An editorial published in the journal Nutrición Hospitalaria22 remarked on the lack of longitudinal or interventional studies allowing a more accurate assessment of the impact of these behaviors. The authors also stated the need to improve the methodological quality of studies—which are usually based on data collected by means of questionnaires—through the use of objective measures.
Keeping these limitations in mind, our study found that screen use was excessive in our population and associated with unfavorable outcomes in language development, sleep duration and sedentary behavior, which should motivate us to insist on the need to limit screen use in children of any age during routine check-ups in the healthy child program.

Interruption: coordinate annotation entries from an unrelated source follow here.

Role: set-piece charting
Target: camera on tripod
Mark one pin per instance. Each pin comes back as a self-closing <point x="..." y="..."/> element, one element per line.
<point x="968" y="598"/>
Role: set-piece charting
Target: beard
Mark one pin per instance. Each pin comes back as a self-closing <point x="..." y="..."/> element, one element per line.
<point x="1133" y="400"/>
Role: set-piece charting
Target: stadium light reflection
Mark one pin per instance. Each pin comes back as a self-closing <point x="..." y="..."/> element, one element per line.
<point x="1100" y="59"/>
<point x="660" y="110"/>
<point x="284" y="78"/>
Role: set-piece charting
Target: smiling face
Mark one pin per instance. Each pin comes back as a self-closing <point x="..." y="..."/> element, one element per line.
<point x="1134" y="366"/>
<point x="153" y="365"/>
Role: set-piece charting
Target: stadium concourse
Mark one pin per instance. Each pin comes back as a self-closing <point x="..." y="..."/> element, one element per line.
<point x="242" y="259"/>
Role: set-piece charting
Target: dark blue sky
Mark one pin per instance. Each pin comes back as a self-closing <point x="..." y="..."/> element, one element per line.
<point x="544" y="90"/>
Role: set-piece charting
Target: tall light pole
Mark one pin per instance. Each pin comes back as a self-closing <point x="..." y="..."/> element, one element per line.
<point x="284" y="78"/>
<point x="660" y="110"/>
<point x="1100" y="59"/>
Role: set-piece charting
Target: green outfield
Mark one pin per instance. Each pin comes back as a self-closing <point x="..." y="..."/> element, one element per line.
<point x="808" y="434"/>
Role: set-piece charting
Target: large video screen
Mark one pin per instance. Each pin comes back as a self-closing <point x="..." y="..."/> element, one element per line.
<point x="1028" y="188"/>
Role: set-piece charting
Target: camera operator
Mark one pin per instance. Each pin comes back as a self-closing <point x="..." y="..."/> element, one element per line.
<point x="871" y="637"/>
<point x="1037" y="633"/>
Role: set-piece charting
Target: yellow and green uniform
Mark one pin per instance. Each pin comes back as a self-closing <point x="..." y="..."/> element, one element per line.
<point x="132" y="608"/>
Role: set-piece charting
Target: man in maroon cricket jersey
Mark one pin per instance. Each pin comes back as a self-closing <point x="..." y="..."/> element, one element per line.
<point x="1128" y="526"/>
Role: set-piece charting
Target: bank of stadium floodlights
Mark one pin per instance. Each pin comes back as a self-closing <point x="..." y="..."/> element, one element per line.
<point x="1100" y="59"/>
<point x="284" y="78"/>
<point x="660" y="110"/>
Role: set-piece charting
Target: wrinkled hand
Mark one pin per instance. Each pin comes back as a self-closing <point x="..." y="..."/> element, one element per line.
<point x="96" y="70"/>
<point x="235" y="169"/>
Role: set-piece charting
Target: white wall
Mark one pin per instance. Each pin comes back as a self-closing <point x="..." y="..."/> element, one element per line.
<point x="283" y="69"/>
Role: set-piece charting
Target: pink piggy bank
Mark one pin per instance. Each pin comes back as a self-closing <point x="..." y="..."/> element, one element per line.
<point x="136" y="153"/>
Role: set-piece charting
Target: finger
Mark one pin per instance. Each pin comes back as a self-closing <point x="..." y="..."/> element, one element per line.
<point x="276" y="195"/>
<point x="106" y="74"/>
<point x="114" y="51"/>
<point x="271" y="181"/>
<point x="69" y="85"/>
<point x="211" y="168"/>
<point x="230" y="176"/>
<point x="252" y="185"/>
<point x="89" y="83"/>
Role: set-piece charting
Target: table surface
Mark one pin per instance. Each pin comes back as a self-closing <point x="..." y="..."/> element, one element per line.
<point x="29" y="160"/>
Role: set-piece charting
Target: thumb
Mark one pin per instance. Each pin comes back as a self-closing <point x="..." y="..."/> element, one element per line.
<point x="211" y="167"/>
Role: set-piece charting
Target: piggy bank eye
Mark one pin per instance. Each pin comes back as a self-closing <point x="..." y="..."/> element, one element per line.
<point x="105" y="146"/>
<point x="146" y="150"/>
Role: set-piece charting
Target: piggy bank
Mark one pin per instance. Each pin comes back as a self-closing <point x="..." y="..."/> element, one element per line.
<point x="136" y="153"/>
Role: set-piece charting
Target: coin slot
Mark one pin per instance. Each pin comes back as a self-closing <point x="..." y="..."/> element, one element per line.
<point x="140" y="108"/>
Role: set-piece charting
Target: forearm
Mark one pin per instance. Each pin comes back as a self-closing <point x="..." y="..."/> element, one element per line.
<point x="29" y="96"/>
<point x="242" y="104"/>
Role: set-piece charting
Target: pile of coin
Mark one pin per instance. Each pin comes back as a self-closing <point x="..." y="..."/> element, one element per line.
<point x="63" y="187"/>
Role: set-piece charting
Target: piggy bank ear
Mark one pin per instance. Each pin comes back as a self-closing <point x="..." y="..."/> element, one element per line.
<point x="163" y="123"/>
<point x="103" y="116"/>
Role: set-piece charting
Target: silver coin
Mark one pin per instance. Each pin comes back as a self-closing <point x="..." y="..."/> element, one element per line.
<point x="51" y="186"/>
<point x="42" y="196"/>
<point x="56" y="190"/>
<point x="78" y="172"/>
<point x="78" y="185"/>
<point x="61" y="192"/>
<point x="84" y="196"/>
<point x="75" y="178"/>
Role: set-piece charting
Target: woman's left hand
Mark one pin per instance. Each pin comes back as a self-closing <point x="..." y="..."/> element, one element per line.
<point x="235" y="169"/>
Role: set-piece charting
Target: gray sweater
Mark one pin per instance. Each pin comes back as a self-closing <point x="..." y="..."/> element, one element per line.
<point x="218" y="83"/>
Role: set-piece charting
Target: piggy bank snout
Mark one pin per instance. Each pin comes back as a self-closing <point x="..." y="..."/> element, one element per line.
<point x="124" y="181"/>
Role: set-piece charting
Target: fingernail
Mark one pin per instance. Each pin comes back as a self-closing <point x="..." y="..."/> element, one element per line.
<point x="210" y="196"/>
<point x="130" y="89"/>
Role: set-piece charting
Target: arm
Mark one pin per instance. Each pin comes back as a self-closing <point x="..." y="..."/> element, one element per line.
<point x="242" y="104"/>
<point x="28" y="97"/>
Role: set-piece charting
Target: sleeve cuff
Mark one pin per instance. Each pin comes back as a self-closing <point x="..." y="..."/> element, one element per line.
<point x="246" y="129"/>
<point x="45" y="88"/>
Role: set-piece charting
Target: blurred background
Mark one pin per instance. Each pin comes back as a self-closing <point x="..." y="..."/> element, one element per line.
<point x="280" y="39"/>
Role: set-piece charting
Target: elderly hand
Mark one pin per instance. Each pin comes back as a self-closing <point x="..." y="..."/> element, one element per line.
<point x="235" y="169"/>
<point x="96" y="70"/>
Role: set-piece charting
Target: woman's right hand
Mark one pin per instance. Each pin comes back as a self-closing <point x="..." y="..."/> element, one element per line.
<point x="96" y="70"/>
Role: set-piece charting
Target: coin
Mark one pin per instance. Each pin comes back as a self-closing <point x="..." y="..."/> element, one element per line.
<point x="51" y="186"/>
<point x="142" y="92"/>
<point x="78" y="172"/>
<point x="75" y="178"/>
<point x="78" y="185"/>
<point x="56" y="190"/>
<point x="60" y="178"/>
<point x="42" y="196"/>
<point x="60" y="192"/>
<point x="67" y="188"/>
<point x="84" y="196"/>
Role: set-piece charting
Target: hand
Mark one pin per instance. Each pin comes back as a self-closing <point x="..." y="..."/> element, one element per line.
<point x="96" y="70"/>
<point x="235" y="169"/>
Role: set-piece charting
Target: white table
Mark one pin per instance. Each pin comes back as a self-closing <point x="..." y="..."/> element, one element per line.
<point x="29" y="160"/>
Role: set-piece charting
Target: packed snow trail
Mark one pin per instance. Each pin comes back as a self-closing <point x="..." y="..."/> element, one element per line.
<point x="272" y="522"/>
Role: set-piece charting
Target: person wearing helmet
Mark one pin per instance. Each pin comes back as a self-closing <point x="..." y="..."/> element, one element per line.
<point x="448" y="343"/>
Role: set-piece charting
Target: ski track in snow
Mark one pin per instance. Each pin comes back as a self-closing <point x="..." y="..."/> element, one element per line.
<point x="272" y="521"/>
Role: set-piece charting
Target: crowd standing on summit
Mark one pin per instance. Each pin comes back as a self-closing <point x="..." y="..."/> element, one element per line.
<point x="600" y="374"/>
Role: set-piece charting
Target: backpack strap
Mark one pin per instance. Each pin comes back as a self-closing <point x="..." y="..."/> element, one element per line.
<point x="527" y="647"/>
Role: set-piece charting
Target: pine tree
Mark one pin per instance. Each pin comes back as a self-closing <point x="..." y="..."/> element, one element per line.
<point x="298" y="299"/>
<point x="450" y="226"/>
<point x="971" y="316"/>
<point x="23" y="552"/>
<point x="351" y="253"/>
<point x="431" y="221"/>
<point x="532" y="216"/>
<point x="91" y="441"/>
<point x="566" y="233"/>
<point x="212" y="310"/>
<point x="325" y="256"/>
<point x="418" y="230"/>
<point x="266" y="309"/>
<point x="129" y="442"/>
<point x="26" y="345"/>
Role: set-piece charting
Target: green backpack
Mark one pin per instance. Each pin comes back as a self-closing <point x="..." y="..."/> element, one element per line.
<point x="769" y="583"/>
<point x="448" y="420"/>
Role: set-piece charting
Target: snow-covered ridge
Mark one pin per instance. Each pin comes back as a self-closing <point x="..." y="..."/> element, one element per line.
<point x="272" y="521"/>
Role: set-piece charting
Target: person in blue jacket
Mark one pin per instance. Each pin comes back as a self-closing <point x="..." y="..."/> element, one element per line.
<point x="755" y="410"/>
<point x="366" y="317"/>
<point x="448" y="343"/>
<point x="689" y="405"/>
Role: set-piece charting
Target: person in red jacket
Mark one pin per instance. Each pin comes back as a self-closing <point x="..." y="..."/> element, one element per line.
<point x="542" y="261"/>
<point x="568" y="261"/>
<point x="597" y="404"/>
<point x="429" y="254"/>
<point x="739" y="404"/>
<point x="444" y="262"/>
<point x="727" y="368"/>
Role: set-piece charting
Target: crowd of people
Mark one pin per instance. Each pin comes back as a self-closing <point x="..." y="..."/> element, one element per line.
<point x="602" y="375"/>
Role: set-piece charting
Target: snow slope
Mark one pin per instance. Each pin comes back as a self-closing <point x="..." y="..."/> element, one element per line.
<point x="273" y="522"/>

The authors have no conflicts of interest to declare in relation to the preparation and publication of this article.
Bottom-Up grant from the Department of Health of the Territorial Delegation of Gipuzkoa (2023).
Author contributions: protocol design and collection of questionnaires (PGG, MDP and NEH), protocol design (ELER), methodological review of protocol and statistical analysis (MMA), data collection (research group).
This study was presented as an oral communication at the 20th Congress of the Asociación Española de Pediatría de Atención Primaria. Madrid, March 9, 2024.
BMI: body mass index · OR: odds ratio · WHO: World Health Organization.